The Nevada Supreme Court recently decided that the waiver of the right to arbitrate a dispute is presumptively within the jurisdiction of the courts, not arbitrators to decide unless the arbitration agreement clearly reserves this question of arbitrability to the arbitrator. That is if the claimed waiver arises from litigation conduct.
The case involves claims against a payday lender who obtained, according to the court, “thousands of default judgments” against defendants who failed to appear in collection actions brought after default on the short term loans. Plaintiffs sued as a class to, inter alia, have the court deem the default judgments void and uncollectable when it was learned that the lender’s process server engaged in “sewer service—the practice of accepting summonses and complaints for service, failing to serve them, then falsely swearing in court-filed affidavits that service had been made when it was not.”
The lender’s motion to compel arbitration based on agreements to arbitrate was denied when the District Court held the lender waived its right to arbitration by bringing the collections actions and obtaining the default judgments at issue. The Nevada Supreme Court reasoned that courts must determined the “gateway questions” of arbitrability, “such as ‘whether the parties are bound by a given arbitration clause,’ or ‘whether an arbitration clause in a concededly binding contract applies to a particular type of controversy.” Because “courts presume that the parties intend courts, not arbitrators, to decide [gateway questions of arbitrability,” these gateway questions are for the court to decide, unless the parties’ agreement (or, possibly, conduct) provides “clear and unmistakable evidence” that they intended to commit the questions to the arbitrator in the first instance.
The Court further reasoned that waiver is typically a procedural gateway matter, and therefore one for an arbitrator to decide. It determined, however, to follow what it deems the majority position that litigation-conduct waiver—that is, a party may waive its right to arbitrate by participating in litigation without invoking the right to arbitrate—is a matter presumptively for the court to decide.
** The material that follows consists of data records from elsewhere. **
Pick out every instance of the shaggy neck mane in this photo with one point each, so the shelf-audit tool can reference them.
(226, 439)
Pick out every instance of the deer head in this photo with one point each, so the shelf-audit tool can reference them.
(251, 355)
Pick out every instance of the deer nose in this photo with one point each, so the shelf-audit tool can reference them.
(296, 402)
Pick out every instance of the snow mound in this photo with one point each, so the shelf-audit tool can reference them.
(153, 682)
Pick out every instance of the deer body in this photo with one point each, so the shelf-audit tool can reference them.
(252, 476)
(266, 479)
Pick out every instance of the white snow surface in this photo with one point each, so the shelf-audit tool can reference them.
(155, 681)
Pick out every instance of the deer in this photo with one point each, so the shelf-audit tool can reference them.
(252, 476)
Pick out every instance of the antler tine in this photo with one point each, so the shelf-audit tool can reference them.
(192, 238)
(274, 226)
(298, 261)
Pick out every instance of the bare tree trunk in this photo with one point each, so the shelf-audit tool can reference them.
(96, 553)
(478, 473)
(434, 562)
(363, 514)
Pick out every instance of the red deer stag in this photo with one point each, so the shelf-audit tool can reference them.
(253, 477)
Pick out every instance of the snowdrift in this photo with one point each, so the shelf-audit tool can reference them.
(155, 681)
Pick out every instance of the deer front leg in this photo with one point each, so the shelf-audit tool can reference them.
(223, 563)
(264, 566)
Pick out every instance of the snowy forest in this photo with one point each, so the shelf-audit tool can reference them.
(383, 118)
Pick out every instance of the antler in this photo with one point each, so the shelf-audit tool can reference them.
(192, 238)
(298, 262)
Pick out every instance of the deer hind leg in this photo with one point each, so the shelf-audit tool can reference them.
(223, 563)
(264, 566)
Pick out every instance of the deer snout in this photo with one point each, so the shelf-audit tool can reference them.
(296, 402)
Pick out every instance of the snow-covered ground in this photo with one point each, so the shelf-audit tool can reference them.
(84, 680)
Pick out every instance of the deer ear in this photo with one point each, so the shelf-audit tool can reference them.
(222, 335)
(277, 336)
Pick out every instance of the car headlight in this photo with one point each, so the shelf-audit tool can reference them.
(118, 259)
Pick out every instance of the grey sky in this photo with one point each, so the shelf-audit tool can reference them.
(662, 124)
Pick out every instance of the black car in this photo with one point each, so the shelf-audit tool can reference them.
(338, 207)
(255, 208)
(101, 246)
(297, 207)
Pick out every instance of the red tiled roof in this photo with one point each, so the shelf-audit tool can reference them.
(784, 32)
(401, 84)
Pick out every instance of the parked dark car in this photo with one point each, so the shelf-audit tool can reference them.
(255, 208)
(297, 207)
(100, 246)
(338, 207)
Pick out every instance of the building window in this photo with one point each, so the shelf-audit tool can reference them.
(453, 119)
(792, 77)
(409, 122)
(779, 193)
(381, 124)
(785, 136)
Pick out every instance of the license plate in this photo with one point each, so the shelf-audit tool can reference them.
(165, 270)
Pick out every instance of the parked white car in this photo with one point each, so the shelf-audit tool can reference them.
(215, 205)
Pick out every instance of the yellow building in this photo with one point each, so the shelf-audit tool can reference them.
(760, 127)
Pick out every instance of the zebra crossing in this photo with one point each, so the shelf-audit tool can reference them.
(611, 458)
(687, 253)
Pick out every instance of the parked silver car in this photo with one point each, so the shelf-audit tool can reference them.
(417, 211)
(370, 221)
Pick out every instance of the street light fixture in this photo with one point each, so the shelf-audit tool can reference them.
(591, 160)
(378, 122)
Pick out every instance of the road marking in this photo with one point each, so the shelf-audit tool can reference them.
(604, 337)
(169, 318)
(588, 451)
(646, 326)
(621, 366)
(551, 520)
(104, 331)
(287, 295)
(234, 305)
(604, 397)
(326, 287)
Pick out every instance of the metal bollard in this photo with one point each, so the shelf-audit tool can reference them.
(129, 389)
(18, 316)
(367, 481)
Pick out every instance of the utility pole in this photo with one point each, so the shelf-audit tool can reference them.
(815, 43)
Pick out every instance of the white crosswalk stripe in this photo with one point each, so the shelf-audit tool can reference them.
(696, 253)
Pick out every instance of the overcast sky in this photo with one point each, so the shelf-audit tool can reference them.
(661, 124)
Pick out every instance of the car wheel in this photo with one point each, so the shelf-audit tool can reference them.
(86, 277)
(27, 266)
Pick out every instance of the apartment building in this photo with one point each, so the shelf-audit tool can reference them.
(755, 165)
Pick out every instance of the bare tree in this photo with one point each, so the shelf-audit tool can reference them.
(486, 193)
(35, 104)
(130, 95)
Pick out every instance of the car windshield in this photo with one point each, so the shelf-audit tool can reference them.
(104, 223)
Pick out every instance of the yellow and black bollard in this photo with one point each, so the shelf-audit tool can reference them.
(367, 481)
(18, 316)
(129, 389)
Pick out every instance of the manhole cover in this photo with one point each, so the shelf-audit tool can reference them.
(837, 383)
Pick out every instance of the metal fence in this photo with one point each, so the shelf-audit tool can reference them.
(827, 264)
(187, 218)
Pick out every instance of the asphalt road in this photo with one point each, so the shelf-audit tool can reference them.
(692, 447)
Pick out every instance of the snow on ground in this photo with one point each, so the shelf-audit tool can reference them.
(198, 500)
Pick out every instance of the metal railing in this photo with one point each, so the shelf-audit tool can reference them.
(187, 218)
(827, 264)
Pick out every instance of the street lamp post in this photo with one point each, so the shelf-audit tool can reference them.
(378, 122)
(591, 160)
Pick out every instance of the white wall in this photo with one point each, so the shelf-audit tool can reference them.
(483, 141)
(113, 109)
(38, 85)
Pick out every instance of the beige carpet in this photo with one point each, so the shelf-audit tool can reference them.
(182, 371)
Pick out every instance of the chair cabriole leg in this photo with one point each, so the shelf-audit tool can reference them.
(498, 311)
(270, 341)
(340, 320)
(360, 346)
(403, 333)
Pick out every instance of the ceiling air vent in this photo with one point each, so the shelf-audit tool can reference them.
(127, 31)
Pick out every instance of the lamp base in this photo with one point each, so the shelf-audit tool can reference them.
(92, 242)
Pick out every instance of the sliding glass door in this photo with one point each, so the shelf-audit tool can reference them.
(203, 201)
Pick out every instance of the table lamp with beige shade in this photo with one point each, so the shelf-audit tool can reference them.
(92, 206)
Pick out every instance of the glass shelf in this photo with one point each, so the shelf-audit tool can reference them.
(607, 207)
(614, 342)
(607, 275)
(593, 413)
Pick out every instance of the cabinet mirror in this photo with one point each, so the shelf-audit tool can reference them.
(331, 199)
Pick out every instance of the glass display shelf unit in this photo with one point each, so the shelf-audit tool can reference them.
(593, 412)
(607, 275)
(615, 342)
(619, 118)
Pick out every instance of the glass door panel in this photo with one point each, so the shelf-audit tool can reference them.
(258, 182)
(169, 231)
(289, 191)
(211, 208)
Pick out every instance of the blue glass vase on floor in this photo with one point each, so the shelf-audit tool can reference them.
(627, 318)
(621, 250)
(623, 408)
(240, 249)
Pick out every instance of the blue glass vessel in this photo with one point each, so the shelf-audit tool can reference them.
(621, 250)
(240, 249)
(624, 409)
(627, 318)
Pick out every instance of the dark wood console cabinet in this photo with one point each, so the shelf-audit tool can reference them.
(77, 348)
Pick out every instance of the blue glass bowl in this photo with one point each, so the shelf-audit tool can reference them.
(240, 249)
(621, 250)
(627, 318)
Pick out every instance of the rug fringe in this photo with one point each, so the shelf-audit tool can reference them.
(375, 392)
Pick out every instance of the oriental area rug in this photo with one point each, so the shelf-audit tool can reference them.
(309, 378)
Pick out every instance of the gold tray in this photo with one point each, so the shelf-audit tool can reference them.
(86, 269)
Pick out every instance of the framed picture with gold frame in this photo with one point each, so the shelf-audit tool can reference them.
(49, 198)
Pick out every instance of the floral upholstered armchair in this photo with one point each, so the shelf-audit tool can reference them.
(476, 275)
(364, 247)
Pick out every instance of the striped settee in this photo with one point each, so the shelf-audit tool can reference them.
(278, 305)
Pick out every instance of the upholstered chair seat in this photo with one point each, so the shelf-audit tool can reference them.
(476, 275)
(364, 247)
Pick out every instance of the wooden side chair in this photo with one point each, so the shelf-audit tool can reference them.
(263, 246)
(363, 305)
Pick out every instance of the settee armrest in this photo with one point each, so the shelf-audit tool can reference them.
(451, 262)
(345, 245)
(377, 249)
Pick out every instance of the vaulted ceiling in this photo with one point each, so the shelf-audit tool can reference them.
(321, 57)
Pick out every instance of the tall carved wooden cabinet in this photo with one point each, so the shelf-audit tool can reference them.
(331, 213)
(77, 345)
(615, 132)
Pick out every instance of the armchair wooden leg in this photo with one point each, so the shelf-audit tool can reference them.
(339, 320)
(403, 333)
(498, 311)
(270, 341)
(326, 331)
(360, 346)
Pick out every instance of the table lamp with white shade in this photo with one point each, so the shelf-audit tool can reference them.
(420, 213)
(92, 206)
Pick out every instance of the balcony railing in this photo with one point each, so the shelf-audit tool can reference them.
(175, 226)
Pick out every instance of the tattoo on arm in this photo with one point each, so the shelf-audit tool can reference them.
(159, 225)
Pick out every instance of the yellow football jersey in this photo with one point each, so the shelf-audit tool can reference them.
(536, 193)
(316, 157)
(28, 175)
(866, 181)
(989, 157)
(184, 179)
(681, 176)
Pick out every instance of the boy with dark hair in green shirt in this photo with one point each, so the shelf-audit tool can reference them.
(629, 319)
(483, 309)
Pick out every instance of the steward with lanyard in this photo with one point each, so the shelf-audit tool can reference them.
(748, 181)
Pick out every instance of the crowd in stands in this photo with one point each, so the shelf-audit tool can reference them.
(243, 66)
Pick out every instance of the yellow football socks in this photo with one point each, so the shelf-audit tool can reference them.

The court allowed, however, that if the arbitration agreement had specifically reserved the right to determine arbitrability where litigation-conduct waiver is claims to the arbitrator, the matter may be heard by the arbitrator and not the court. “An issue that is presumptively for the court to decide will be referred to the arbitrator for determination only where the parties’ arbitration agreement contains clear and unmistakable evidence’ of such an intent.”